Amplified awareness: fastest road to healthier AI!

  • Hold your fingerprint to unlock the phone.

  • Scan QR code to connect to the wireless.

  • Jeffrey and 33 others liked your photo.

  • Hannah sent you a message request.

  • There are two new posts in the Politics Discussion Forum public group.

The same person who started the day like this, yesterday showed us his school, his childhood, his apartment decoration, the political party he hates, the social norms he disrespects, his best friend, and the color of his best friend's eyes.

The same energy spent on spreading "be free, express yourself" decades ago, seems to be channeled in "alright, not that free, you are violating your privacy”.

As your awareness is being calm and untroubled with “I have nothing to hide”, you are generating more data, day by day, revealing quite a lot of information about yourself and people like you. More data means more powerful and granular analysis.

Streams of such data from mobile phones and other online devices expand the volume, variety, and velocity of information about every facet of your life and put privacy into the spotlight as a global public policy issue.

Protecting personal information and interests, as much as being unexposed to religious convictions, union memberships, foreign powers, or terrorist organizations, stands beyond an individual who has nothing to hide. The importance of the right to privacy is more complex than that.

What is not shown to the user, who is currently enjoying facilities and opportunities that AI offers, is:

  • Data persistence - data existing longer than the human subjects that created it.

  • Data spillovers - data collected on people who are not the target of data collection, and

  • Data repurposing - data being used beyond their originally imagined purpose (Pearce, 2021).

Democracy allows us to make free collective decisions about how society is organized, hence we value democracy, right? But, what is democracy without aware and well-informed citizens?

Citizens must be aware and well informed about the use of technology, social media, and its potential consequences, the same way they are informed about its benefits and primary advantages. This would make them have free judgments on whether technology should be regulated or not.

Awareness in two steps:

Enabling AI ethics as a school subject.

It’s clear that technology is here to stay, and the world is becoming only more digitally driven. According to a national survey conducted by the Erikson Institute, technology use by young children under age 6 was found to be almost universal, and 85% of parents reported that they allow their young children to use technology, tablets, smartphones, and computers.

Making education in school existent, and providing the needful information among the young children and teenagers about how to use technology and AI as an instrument healthily, appears needed.

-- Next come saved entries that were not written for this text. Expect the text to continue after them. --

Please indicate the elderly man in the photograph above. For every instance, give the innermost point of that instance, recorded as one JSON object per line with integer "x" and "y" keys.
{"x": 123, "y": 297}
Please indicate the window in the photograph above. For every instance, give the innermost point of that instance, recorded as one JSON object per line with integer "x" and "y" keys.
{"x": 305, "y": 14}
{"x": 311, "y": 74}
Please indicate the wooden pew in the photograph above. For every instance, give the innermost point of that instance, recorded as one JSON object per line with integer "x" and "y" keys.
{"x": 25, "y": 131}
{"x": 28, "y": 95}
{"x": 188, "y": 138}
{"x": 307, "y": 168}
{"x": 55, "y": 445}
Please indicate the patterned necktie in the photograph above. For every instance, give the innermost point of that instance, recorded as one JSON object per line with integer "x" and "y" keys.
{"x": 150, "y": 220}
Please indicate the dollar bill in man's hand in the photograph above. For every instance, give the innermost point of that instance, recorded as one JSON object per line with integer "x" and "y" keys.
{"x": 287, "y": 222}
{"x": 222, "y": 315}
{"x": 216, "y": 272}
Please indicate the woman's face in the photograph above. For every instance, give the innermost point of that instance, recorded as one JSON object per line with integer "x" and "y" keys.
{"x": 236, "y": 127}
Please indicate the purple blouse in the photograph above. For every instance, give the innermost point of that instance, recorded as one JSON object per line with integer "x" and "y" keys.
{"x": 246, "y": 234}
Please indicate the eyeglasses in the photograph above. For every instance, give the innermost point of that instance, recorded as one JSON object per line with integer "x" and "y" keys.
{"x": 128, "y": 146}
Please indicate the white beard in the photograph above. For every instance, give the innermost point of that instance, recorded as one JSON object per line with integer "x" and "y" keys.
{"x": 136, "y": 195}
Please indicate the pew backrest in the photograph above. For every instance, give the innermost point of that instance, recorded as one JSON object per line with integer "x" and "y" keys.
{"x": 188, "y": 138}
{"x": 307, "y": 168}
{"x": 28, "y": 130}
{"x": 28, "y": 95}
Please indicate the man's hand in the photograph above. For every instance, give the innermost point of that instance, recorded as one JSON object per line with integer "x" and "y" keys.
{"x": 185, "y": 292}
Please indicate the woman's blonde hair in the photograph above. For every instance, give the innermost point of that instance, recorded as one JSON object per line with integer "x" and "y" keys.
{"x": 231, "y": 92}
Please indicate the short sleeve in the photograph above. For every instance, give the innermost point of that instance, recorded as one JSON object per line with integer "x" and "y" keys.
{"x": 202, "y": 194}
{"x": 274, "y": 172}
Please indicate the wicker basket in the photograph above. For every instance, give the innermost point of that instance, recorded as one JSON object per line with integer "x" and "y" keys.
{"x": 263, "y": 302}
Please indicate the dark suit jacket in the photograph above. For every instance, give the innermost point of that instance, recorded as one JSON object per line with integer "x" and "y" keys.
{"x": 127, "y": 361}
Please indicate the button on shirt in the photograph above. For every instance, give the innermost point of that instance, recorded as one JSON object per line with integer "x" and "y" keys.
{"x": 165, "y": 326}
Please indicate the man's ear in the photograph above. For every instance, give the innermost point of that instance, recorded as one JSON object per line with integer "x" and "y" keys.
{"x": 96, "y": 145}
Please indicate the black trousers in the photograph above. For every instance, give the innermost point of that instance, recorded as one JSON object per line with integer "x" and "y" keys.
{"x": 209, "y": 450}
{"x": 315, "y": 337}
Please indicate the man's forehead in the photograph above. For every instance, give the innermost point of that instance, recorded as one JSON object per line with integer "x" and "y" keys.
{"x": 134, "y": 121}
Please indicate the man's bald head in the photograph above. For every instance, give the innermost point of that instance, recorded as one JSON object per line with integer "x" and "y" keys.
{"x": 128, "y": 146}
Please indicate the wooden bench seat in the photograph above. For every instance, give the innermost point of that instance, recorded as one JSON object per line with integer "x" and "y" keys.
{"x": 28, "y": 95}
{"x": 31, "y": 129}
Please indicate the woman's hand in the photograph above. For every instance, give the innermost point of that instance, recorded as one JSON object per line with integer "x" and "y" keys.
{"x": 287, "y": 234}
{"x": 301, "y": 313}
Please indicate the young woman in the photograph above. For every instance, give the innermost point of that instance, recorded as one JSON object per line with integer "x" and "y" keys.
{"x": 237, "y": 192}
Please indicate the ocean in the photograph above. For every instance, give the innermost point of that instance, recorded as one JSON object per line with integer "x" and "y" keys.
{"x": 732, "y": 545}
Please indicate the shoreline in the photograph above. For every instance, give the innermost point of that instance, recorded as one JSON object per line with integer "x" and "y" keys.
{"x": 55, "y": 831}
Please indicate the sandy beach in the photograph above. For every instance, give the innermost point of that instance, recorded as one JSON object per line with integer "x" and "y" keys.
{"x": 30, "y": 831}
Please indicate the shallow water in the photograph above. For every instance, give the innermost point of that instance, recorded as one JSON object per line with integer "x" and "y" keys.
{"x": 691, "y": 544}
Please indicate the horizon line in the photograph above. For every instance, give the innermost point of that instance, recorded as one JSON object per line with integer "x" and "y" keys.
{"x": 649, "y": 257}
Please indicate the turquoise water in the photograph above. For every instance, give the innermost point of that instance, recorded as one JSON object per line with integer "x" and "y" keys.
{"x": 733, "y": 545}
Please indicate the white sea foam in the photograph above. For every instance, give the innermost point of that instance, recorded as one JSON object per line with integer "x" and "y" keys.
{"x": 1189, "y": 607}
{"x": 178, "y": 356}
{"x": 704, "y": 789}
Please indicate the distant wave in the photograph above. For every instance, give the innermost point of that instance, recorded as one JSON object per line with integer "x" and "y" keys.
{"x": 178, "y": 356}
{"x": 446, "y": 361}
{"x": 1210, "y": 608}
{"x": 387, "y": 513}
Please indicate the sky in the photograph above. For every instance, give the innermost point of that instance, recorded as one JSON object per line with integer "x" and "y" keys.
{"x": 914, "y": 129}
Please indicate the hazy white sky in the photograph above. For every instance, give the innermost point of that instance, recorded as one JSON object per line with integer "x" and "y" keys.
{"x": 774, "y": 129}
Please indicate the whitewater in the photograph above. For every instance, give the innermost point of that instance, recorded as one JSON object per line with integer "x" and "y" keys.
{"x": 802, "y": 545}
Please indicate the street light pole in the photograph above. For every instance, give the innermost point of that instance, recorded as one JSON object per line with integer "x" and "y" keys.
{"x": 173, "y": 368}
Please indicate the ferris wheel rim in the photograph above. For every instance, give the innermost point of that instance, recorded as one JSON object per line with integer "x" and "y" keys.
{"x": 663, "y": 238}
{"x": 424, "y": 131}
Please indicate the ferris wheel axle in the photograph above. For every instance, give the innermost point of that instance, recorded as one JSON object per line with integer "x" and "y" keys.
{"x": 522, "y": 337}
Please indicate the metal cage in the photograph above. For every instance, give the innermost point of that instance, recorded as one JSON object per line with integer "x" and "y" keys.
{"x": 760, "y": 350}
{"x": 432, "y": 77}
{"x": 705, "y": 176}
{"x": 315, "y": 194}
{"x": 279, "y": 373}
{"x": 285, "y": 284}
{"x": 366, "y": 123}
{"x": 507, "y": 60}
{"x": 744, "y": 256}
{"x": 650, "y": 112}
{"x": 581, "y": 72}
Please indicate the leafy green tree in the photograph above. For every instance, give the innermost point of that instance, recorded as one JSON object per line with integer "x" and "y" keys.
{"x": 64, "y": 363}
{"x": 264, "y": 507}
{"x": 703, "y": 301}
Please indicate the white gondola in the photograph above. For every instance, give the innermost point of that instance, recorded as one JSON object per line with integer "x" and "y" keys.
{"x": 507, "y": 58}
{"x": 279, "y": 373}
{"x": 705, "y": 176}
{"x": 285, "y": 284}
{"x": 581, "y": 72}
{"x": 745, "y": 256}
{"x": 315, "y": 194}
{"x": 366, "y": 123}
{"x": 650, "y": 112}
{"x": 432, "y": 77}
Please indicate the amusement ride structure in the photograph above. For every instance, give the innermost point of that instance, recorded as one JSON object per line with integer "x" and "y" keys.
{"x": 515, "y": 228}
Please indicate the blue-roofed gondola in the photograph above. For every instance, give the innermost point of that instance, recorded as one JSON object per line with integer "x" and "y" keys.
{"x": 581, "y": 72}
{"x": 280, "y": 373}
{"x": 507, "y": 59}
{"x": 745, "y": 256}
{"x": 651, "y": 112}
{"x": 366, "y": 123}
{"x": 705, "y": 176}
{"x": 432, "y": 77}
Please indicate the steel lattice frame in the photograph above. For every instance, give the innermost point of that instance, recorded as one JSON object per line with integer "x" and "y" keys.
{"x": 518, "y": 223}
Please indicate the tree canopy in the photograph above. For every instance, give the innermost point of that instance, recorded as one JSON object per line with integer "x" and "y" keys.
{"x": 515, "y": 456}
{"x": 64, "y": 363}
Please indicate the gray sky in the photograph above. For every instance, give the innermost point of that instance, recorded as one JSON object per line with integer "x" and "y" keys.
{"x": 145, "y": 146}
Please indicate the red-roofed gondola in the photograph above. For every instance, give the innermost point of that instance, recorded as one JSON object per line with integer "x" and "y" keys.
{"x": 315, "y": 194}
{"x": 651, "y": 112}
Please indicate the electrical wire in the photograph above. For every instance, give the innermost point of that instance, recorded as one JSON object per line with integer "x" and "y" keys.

This step could, for sure, raise awareness at the right time.

Making AI sufficiently understandable by every human being would also lead to responsible individuals, an ethically healthier society, and more control in preventing possible future pitfalls.

Why focus the concern firstly on the awareness? Through amplifying awareness, we bring together the homo sociologicus of Ralf Dahrendorf, who is bowed to norms, values, and expectations (Dahrendorf, 1973), and his psychology. Therefore, we balance and synchronize both psychological and sociological elements of a human, to achieve better results.

Let’s use AI without letting us get misused.